Coffee harvest is labour-intensive
Published Friday October 10th, 2008


It's Thanksgiving, and our region is enjoying harvest. Pumpkins are piled outside your grocer's door, and the roadside vegetable stands are bursting with produce.
The harvest represents people's hard work throughout the year. My mother says that whole families helped with the potato harvest where she grew up in rural PEI. In generations prior, it wasn't uncommon to shut down schools for two or three weeks while potatoes were brought in.
But nothing could be more labour-intensive than the coffee harvest. Jon Thorn, in his book, The Coffee Companion, says harvesting represents 50 per cent of a producer's annual costs. Most often, coffee is picked by hand because of the uneven terrain and high altitudes upon which it is grown.
Growers need to pay attention and capture the harvest at just the right time. Here at home, in our region's vineyards, animals like raccoons, birds and even bears know instinctively when grapes are ripe. Producers must keep watch so that animals don't consume in a few hours the crop they have taken months to nurture.
Likewise, coffee farmers in Jamaica know it's time to harvest the coffee cherry when large numbers of bats descend on the bushes at night to suck at the ripe fruit.
When the cherries are ready, the worker drops only the best and most mature into his basket. On average a worker picks 110-220 pounds (50-100 kg) of cherries per day. The coffee bean represents only about 20 per cent of that weight. This process is repeated over the next eight to 10 days until each worker has filled a 100-130 pound (45-60 kg) bag of beans.

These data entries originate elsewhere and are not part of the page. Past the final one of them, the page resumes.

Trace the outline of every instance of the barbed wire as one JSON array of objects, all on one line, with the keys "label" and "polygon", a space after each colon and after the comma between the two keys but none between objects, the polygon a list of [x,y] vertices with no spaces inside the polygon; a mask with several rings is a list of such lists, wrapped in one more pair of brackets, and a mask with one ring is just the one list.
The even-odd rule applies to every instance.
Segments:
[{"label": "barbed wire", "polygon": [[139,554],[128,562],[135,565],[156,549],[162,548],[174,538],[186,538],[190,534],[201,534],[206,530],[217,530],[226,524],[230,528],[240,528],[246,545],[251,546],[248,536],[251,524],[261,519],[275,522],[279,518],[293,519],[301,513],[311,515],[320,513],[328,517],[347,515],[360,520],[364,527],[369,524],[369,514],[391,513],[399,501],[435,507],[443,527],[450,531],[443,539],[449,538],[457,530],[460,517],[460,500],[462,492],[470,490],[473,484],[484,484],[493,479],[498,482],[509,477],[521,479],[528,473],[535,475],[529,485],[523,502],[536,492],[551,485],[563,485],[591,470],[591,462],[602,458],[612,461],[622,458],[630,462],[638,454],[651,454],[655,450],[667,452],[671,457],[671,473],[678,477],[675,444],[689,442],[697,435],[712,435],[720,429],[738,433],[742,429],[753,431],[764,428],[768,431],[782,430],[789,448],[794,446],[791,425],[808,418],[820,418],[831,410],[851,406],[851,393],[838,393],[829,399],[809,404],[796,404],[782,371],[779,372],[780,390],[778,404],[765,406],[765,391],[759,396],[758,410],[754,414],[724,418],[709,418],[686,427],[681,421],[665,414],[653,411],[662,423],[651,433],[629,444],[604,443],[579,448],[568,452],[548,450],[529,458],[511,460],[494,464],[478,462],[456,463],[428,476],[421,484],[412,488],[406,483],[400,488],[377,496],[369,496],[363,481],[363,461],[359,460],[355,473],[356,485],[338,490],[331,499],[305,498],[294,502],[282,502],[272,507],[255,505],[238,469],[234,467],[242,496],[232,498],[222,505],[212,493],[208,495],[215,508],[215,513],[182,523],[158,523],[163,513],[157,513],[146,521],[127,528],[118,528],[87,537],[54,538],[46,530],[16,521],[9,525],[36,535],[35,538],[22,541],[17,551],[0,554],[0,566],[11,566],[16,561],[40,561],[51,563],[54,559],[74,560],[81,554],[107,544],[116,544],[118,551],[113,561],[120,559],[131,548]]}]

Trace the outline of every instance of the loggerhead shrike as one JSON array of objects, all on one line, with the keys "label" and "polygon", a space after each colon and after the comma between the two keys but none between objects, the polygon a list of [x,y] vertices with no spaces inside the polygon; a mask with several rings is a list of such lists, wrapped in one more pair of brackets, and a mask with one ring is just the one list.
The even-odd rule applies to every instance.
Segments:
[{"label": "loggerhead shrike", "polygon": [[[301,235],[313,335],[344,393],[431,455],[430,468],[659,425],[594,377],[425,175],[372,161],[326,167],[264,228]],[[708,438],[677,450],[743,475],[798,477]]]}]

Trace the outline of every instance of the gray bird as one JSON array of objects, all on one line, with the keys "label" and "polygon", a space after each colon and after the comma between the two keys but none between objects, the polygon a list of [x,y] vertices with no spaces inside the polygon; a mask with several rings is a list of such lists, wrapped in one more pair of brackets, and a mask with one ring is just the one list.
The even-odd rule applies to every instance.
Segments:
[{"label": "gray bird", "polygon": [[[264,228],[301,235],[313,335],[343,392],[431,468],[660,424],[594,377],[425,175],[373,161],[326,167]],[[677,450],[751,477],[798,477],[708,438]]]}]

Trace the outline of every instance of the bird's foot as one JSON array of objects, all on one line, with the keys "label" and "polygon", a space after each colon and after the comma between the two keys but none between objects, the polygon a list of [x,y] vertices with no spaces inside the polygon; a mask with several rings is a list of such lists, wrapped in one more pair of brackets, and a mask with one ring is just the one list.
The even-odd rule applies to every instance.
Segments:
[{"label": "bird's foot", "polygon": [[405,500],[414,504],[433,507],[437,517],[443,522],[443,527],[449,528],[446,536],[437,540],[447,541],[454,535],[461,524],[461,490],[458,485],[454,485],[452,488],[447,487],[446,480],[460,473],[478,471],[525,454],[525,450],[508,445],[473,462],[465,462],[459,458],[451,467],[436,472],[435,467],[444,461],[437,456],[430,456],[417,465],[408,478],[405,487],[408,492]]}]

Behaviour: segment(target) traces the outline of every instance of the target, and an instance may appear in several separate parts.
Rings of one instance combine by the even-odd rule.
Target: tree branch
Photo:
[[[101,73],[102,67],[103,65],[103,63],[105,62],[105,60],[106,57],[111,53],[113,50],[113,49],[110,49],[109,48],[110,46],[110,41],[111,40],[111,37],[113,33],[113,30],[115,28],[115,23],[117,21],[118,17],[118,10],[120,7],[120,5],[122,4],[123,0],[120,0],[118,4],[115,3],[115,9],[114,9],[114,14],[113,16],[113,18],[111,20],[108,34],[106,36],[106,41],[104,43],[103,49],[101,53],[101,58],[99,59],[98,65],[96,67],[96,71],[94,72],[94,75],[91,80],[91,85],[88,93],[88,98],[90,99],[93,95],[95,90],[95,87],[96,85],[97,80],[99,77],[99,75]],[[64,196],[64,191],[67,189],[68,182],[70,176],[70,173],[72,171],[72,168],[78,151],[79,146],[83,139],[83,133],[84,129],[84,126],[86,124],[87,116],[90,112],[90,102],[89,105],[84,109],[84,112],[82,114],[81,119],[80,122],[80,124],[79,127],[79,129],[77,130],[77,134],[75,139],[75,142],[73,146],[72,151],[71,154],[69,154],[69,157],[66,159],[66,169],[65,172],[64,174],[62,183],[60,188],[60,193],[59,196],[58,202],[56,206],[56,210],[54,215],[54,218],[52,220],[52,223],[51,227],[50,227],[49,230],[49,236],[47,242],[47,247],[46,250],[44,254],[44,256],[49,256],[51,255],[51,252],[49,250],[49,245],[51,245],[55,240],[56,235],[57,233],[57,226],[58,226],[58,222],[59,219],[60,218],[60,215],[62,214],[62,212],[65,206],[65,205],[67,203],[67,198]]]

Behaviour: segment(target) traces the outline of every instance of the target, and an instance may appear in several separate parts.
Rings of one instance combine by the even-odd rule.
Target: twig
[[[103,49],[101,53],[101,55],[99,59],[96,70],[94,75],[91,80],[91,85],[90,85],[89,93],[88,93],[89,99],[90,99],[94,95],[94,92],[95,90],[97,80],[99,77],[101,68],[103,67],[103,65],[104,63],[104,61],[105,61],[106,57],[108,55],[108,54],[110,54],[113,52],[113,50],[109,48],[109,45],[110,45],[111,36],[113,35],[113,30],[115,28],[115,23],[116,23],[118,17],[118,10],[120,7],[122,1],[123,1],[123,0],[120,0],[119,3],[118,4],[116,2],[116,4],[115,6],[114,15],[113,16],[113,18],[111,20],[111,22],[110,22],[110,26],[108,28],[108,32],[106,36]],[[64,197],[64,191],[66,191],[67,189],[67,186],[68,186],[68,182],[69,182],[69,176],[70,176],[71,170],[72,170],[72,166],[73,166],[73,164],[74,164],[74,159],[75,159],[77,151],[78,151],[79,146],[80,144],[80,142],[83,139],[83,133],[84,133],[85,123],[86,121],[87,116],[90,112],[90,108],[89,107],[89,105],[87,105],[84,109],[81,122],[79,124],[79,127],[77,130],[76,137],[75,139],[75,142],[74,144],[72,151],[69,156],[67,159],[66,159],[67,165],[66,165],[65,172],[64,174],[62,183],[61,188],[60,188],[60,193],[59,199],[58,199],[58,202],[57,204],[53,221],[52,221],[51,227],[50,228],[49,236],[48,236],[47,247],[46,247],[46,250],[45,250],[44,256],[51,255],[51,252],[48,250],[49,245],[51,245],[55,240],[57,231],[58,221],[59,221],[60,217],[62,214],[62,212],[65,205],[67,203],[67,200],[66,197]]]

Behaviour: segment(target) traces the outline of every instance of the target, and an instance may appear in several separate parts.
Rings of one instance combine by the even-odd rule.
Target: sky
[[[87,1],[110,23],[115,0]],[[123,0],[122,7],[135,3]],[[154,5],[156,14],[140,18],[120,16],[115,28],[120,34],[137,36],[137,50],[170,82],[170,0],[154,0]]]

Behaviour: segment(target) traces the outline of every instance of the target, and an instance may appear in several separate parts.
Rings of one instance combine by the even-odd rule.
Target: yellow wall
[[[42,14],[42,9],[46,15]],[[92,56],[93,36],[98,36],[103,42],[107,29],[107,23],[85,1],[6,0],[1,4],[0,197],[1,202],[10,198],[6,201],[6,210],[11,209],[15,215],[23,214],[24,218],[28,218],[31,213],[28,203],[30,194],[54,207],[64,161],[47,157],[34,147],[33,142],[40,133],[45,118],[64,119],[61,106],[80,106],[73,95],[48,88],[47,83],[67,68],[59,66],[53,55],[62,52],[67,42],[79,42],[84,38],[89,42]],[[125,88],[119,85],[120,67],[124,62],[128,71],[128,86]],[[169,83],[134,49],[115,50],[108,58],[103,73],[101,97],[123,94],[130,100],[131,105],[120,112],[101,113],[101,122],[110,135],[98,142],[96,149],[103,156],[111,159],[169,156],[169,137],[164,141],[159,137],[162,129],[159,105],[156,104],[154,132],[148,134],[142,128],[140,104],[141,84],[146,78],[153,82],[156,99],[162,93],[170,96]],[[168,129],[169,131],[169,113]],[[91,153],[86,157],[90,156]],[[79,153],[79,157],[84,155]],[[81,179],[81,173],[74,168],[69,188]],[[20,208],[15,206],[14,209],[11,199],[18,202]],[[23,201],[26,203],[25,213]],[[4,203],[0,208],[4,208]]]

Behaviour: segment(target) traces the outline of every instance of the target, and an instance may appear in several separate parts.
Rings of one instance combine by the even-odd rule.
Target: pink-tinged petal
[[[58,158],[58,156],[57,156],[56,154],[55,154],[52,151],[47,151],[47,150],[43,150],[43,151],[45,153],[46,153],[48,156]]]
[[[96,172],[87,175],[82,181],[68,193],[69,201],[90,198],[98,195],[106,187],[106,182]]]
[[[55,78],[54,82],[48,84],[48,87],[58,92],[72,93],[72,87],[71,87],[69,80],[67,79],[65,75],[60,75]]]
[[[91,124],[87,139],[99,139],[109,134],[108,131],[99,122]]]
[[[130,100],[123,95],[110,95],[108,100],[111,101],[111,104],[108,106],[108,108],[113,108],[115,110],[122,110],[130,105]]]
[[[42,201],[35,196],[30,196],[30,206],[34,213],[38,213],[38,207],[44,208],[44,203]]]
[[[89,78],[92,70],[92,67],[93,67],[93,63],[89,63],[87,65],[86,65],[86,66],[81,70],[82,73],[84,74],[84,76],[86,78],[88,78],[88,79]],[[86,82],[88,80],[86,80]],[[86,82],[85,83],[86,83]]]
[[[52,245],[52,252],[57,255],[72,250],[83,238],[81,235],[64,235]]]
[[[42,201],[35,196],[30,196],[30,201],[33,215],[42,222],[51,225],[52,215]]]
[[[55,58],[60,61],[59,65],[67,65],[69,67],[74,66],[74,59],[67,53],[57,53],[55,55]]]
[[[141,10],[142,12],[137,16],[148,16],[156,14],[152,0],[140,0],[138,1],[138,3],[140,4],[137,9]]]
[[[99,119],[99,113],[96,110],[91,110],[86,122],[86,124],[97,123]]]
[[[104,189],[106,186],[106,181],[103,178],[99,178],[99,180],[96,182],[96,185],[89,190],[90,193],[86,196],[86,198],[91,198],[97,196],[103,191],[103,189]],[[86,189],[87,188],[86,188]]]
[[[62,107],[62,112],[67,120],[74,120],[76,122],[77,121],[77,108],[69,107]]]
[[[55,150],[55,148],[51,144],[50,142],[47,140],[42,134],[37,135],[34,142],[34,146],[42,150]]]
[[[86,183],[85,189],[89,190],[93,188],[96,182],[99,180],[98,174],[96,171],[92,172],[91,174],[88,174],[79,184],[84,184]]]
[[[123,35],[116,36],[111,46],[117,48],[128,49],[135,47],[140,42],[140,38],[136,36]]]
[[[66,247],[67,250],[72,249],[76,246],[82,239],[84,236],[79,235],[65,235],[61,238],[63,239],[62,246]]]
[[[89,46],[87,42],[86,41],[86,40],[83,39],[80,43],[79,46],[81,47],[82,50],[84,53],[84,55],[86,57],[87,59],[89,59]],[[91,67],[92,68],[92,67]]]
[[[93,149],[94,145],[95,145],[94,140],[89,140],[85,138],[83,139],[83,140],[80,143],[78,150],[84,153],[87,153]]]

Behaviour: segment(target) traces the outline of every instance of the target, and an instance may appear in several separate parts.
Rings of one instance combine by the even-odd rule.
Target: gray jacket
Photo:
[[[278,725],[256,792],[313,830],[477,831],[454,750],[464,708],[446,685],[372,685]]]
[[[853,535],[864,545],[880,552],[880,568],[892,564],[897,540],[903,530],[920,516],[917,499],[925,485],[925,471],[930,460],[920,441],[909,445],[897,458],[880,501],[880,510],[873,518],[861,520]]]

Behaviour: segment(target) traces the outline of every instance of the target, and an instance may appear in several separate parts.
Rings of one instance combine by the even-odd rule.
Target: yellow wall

In some larger plantations, machine stripping completes the harvest in one day. This reduces labour costs (and employment), and captures both ripe and unripe fruit.
In countries north of the equator (like Central America) coffee is harvested between September and December. In regions south of the equator, harvest occurs between April and May. Equatorial countries harvest all year round, depending on the altitudes of their crops.
The bulk of today's production lay in South and Central America, particularly Brazil, Colombia, Venezuela, Peru and Ecuador. This region supplies 70 per cent of the world's coffee.
So while you take your coffee and dessert after your turkey dinner this weekend, take some time to remember the coffee harvesters all around the world who also labour hard to build a future for themselves and their families.